Plenário do TSE julga suspensão de pesquisa contestada por Flávio

Em decisão monocrática, Nunes Marques aceitou tese de que AtlasIntel induziu negativamente pesquisados

Por Gabriela Gallo

Nunes Marques viu "indícios de comprometimento" da pesquisa AtlasIntel

O presidente do Tribunal Superior Eleitoral (TSE), ministro Kassio Nunes Marques, aceitou o pedido do Partido Liberal (PL) e determinou, nesta segunda-feira (8), a suspensão da pesquisa de intenção de votos do Instituto AtlasIntel de maio que registrou uma queda de cinco pontos percentuais do pré-candidato à Presidência Flávio Bolsonaro (PL-RJ), após o vazamento de conversas entre o senador e o dono do Banco Master, Daniel Vorcaro. Como foi uma decisão monocrática, a medida será analisada no plenário do tribunal, com expectativa de ser votada na sessão desta terça-feira (9).

Após a divulgação da pesquisa, a equipe do senador da República e o PL acionaram o TSE alegando que as perguntas elaboradas pelo questionário estariam induzindo os eleitores entrevistados a uma percepção negativa sobre Flávio Bolsonaro, como questionamentos referentes a um “esquema de fraudes financeiras”. Além disso, ao final, os pesquisadores mostravam o áudio da conversa entre Flávio e Vorcaro.

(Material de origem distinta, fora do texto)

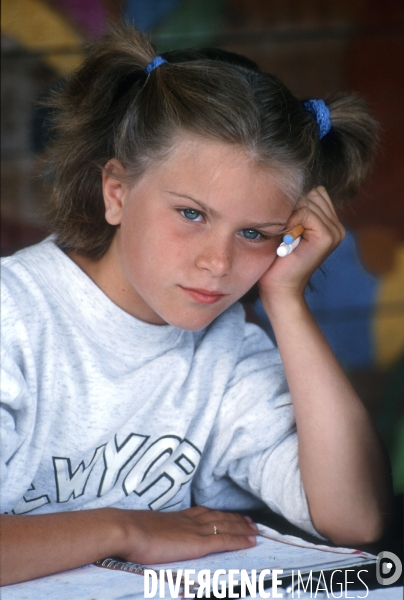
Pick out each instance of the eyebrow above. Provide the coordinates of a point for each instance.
(215, 213)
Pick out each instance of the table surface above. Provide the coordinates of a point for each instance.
(94, 583)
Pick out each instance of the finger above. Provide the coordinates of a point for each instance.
(243, 528)
(195, 511)
(217, 515)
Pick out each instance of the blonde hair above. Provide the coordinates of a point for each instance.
(110, 108)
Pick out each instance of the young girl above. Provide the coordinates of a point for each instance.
(133, 388)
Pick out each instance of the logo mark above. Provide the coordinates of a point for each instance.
(388, 564)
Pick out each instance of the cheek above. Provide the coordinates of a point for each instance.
(256, 263)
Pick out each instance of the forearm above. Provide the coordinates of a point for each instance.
(34, 546)
(342, 460)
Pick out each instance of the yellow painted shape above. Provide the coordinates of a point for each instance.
(35, 25)
(389, 318)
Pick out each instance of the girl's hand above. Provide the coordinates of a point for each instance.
(323, 232)
(157, 537)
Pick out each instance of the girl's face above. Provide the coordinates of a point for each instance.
(194, 233)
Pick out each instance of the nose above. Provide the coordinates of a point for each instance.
(216, 257)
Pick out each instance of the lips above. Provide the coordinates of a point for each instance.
(204, 296)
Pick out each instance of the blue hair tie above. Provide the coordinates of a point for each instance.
(322, 113)
(153, 64)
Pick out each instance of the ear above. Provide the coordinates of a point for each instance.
(113, 188)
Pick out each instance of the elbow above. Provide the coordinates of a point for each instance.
(356, 532)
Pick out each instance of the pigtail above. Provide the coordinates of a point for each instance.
(346, 152)
(87, 112)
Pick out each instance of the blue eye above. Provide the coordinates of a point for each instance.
(191, 214)
(251, 234)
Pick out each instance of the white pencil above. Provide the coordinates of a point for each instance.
(285, 249)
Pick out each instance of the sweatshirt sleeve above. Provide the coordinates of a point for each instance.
(17, 403)
(254, 441)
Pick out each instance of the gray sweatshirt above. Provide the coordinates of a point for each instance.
(101, 409)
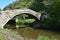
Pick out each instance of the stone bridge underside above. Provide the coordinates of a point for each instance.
(6, 15)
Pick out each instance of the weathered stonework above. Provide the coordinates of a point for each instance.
(5, 16)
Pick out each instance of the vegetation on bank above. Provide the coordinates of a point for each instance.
(50, 10)
(2, 37)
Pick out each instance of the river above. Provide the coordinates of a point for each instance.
(31, 33)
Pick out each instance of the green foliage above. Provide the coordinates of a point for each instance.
(2, 37)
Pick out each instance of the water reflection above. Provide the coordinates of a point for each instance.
(35, 33)
(30, 33)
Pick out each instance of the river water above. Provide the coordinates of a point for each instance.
(33, 34)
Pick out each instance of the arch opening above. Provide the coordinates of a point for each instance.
(12, 22)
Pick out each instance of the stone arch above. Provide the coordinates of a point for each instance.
(7, 15)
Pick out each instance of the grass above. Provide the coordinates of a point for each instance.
(2, 37)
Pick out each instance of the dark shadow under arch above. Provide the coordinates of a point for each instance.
(13, 19)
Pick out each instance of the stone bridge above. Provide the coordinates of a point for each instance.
(7, 15)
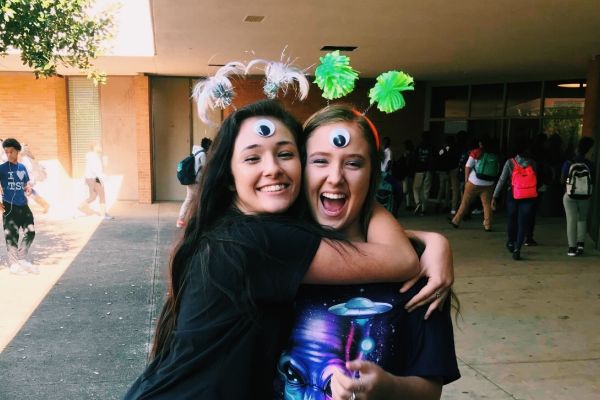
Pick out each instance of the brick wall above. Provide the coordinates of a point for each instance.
(144, 142)
(34, 111)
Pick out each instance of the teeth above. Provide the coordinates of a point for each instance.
(272, 188)
(334, 196)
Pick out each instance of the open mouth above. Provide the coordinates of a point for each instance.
(274, 188)
(333, 203)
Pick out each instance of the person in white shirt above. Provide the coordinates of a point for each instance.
(200, 161)
(476, 187)
(94, 178)
(386, 162)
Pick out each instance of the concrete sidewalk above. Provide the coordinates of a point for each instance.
(88, 337)
(529, 329)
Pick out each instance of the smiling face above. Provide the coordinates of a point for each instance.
(265, 166)
(337, 178)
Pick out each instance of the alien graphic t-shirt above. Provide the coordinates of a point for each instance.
(335, 324)
(13, 178)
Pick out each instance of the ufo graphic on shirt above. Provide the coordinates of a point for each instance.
(359, 307)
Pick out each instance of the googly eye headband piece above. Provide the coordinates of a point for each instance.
(334, 76)
(387, 92)
(216, 91)
(280, 75)
(264, 128)
(339, 138)
(371, 125)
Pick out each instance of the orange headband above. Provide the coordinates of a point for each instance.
(371, 125)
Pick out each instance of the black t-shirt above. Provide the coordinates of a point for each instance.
(335, 324)
(221, 348)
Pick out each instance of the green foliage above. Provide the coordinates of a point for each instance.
(52, 33)
(387, 92)
(334, 76)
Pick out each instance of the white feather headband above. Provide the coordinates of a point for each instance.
(216, 91)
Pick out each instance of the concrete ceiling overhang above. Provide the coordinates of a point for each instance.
(434, 40)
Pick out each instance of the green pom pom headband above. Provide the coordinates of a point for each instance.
(336, 78)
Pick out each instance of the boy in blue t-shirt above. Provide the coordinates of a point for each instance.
(16, 215)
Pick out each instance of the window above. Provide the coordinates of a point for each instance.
(84, 120)
(563, 98)
(487, 100)
(523, 99)
(449, 102)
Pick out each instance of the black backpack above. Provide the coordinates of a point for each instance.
(186, 171)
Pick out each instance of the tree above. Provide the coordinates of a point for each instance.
(52, 33)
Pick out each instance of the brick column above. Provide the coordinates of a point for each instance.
(63, 137)
(591, 128)
(144, 138)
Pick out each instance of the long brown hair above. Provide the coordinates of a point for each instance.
(213, 205)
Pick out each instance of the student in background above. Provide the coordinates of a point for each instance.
(423, 173)
(17, 216)
(518, 184)
(578, 176)
(199, 161)
(95, 179)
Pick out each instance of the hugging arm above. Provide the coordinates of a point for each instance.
(376, 384)
(438, 266)
(436, 262)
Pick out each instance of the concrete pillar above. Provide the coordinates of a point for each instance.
(591, 128)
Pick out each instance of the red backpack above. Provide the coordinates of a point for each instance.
(524, 181)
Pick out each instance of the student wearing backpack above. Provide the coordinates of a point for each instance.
(519, 181)
(199, 153)
(481, 169)
(578, 175)
(423, 173)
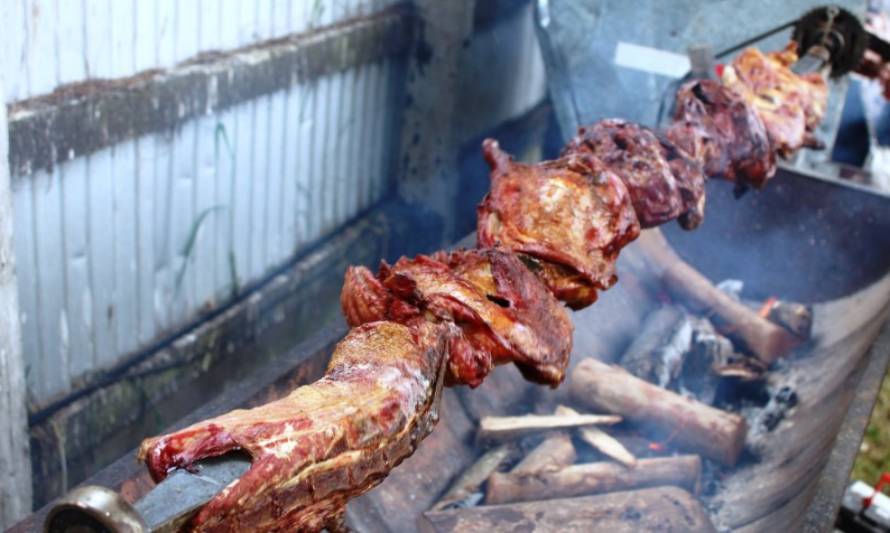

A pesquisa foi a primeira a avaliar o impacto das trocas mensagens e áudios entre Flávio em Vorcaro no qual o senador cobrava do banqueiro dinheiro que este havia prometido para financiar o filme autobiográfico do ex-presidente Jair Bolsonaro (PL), “Dark Horse”.

“Comprometimento”

Na decisão preliminar de Nunes Marques, o magistrado avaliou que existem “elementos minimamente consistentes” que indicam possível comprometimento da neutralidade metodológica da pesquisa. “A controvérsia suscitada nos autos não se limita, portanto, à mera discordância quanto às escolhas metodológicas da representada, mas envolve alegação objetiva de possível utilização do questionário como mecanismo de indução do entrevistado”, defendeu o magistrado.

Em nota divulgada para a imprensa, a AtlasIntel informou que respeitará a decisão do presidente do TSE, mas negou qualquer viés político partidário na elaboração das perguntas e da metodologia. O instituto ainda reiterou que os áudios entre Flávio e Vorcaro somente foram apresentados aos entrevistados após os eleitores responderem aos questionamentos.

“Após o encerramento definitivo do questionário – sem qualquer possibilidade de retornar às perguntas anteriores ou alterar respostas já registradas – os participantes eram redirecionados para uma página completamente separada do questionário, onde eram convidados a registrar suas reações enquanto ouviam o áudio por meio da ferramenta Atlas VRC”, informou a AtlasIntel.

Desconfiança

Ao Correio da Manhã, o professor de políticas públicas do Ibmec Brasília Jackson De Toni avaliou como negativa a decisão do ministro do TSE e considera que ela “aprofunda a crise de confiança nas instituições”.

“Como Nunes Marques foi indicado ao STF [Supremo Tribunal Federal] por Jair Bolsonaro — que já declarou publicamente ter ‘dois nossos’ na Corte —, sua atuação monocrática para barrar um levantamento desfavorável a um aliado político reforça a percepção de partidarismo. Esse cenário agrava a já fragilizada credibilidade do Judiciário, considerando que 60% dos brasileiros não confiam no Supremo Tribunal Federal e têm como principal crítica justamente a falta de imparcialidade entre rivais políticos”, ele ressaltou para a reportagem.

O professor ainda ressaltou que, para além do desgaste institucional, “a medida gera um grave risco de judicialização da informação e de censura prévia, limitando o acesso dos eleitores a dados relevantes para o livre debate democrático”.

“A atitude do ministro também entra em contradição com o seu próprio discurso de posse no TSE, ocasião em que prometeu atuar com moderação e resguardar a liberdade de expressão. Ao censurar um instituto que defende o rigor técnico e a isenção de sua metodologia, a decisão abre margem para questionamentos sobre a lisura do pleito, alimentando a narrativa de que certos candidatos tentam vencer no ‘tapetão’ judicial por não aceitarem o desgaste eleitoral refletido nas pesquisas”, ponderou Jackson.